糖質制限ダイエットは、ただ水分を失うだけだと批判する人がいますが、グリコーゲン貯蔵に必要な水分の減少以上に体重が減少するので、その批判は当てはまりません。また、人体の約60%は水分ですから、単純に考えると減少した体重の60%も水分でなければ痩せた後の水分量60%を維持できません。したがって、どのようなダイエット法を採用したとしても、痩せれば減少した重量の約60%の水分は体外に出てしまうと考えられます。
中性脂肪の貯蔵には同量の水分が必要
では、中性脂肪を体に蓄える場合は、どれくらいの水分が必要なのでしょうか?
環境省の熱中症環境保健マニュアル2008に以下の記述があることから、中性脂肪1グラムの貯蔵には水分が1グラム必要だと考えられます。

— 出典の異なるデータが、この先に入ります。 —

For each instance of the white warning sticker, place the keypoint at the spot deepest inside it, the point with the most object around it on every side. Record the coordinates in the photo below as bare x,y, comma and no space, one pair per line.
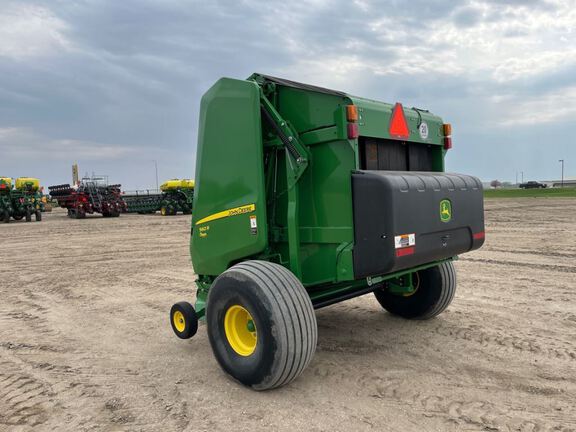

概ね筋肉(骨格筋重量)の80%、脂肪(脂肪組織重量)の50%は水分で占められています。(30ページ)
他にも、検索してみると、中性脂肪の10%~30%の水分量が必要と書かれたウェブサイトがいくつかヒットしました。いずれの場合でも、グリコーゲンよりも少ない水分量で中性脂肪は体に蓄えられるようですね。
中性脂肪の貯蔵効率が圧倒的に優秀
さて、冒頭で、「エネルギーの貯蔵という点では、人間の体はグリコーゲンではなく中性脂肪を好んでいると言えそうです」と述べましたが、ここまで読まれた方は、その理由がわかったと思いますが、まだピンとこない方もいると思います。
解説しよう。
今、体重50kgで体脂肪率20%の女性がいたとしましょう。この女性が体に蓄えている中性脂肪は10kgと計算できます。
- 50kg×20%=10kg
10kgの中性脂肪を蓄えるためには10kgの水分が必要になるので、脂肪組織重量は合計20kgとなります。したがって、脂肪組織以外の体重は30kgですね。

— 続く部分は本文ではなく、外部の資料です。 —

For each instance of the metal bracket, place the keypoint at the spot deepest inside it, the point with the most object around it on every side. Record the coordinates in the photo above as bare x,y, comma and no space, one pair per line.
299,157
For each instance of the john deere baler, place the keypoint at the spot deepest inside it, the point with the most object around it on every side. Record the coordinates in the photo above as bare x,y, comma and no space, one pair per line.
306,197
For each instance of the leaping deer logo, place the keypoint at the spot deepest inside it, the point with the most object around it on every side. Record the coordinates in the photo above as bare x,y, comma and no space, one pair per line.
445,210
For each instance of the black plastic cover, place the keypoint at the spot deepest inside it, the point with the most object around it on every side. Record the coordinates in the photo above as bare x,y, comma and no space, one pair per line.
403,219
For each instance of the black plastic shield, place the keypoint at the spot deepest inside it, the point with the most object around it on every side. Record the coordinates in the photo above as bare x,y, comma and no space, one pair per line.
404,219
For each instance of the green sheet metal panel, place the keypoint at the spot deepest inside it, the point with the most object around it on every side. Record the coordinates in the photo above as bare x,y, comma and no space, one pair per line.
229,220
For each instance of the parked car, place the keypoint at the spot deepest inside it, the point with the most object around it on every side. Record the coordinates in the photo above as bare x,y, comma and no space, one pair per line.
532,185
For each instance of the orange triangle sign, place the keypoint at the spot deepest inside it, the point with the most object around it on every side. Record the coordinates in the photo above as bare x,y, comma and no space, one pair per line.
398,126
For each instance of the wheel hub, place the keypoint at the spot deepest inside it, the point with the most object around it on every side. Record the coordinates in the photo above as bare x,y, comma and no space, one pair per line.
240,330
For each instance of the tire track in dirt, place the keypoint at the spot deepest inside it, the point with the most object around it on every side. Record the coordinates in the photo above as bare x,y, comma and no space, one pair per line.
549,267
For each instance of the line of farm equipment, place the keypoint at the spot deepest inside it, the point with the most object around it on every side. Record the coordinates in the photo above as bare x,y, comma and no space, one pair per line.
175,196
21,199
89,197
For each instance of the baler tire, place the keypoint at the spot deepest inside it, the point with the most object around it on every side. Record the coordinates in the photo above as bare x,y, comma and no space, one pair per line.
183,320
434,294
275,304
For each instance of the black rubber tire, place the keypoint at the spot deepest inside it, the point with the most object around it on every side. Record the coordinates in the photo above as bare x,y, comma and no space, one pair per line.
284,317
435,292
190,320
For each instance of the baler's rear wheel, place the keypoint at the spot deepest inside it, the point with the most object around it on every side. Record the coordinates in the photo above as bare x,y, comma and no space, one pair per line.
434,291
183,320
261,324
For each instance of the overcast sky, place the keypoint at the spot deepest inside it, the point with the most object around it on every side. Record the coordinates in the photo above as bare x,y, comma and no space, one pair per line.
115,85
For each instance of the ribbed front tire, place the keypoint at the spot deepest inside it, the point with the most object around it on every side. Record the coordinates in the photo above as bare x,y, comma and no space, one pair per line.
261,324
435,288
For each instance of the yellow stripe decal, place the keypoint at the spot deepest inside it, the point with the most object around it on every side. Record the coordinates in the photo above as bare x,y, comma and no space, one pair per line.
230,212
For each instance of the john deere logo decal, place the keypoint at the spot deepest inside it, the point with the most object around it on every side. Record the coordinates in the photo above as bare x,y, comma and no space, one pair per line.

アトウォーター係数では、1グラムの脂質の熱量は9kcalですから、中性脂肪10kgは、9万kcalの熱量に相当します。
もしも、9万kcalの熱量をグリコーゲンで蓄えることができたとしたら、いったいどれくらいの重量になるでしょうか?
ブドウ糖の熱量は、アトウォーター係数では1グラム当たり4kcalとされています。したがって、9万kcalの熱量をグリコーゲンで貯蔵すると、その重量は22.5kgにもなります。

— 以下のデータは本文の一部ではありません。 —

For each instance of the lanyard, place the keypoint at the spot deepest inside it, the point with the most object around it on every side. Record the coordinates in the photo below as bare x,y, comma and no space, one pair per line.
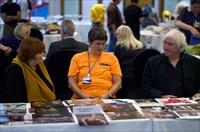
90,68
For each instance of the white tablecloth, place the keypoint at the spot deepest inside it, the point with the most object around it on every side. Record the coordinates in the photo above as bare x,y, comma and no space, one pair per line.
143,125
117,126
156,40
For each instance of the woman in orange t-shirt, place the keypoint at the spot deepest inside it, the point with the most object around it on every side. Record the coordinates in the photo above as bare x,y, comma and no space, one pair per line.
95,73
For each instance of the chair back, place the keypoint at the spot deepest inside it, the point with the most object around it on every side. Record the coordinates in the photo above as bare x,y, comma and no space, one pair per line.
58,66
138,68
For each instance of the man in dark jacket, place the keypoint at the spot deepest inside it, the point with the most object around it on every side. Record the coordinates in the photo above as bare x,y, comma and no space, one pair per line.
173,73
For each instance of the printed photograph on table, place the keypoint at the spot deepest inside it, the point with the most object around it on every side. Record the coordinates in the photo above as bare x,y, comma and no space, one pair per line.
60,119
147,102
91,119
193,107
158,113
121,111
84,101
188,114
176,101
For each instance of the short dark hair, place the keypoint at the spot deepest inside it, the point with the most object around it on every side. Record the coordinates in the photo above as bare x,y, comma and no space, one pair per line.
97,33
194,2
135,1
35,33
29,47
68,27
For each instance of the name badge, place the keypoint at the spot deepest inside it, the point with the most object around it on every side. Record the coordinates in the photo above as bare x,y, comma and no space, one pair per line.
86,80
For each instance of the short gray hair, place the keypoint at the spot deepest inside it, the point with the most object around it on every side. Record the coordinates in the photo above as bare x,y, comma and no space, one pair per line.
180,39
68,27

- 90,000kcal÷4kcal=22,500グラム=22.5kg
「脂肪組織重量20kgと比較すると2.5kgだけグリコーゲンで貯蔵する方が重くなるのか」
そう思った方は、水分のことを忘れていますよ。
グリコーゲンの貯蔵には、その4倍の水分が必要になることは先ほど述べた通りです。したがって、22.5kgのグリコーゲン貯蔵には、なんと90kgの水分が必要になるのです。
- 22,500グラム×4グラム=90,000グラム=90kg
そして、グリコーゲン22.5kgと水分90kgを合計すると、その重量は112.5kgにもなるのです。
これに先ほど計算した脂肪組織重量以外の重量30kgを加算すると、体重は142.5kgになります。
90万kcalのエネルギーを保存するのに中性脂肪を利用した場合は、たったの50kgで済んだのにグリコーゲンだと3倍近い142.5kgですよ。明らかにエネルギー貯蔵の点では、中性脂肪の方がグリコーゲンよりも効率的なことがわかるでしょう。
仮に中性脂肪の10%の水分が貯蔵に必要とする説だと、グリコーゲンで同量のエネルギーを蓄える場合、体重は157kgとなります。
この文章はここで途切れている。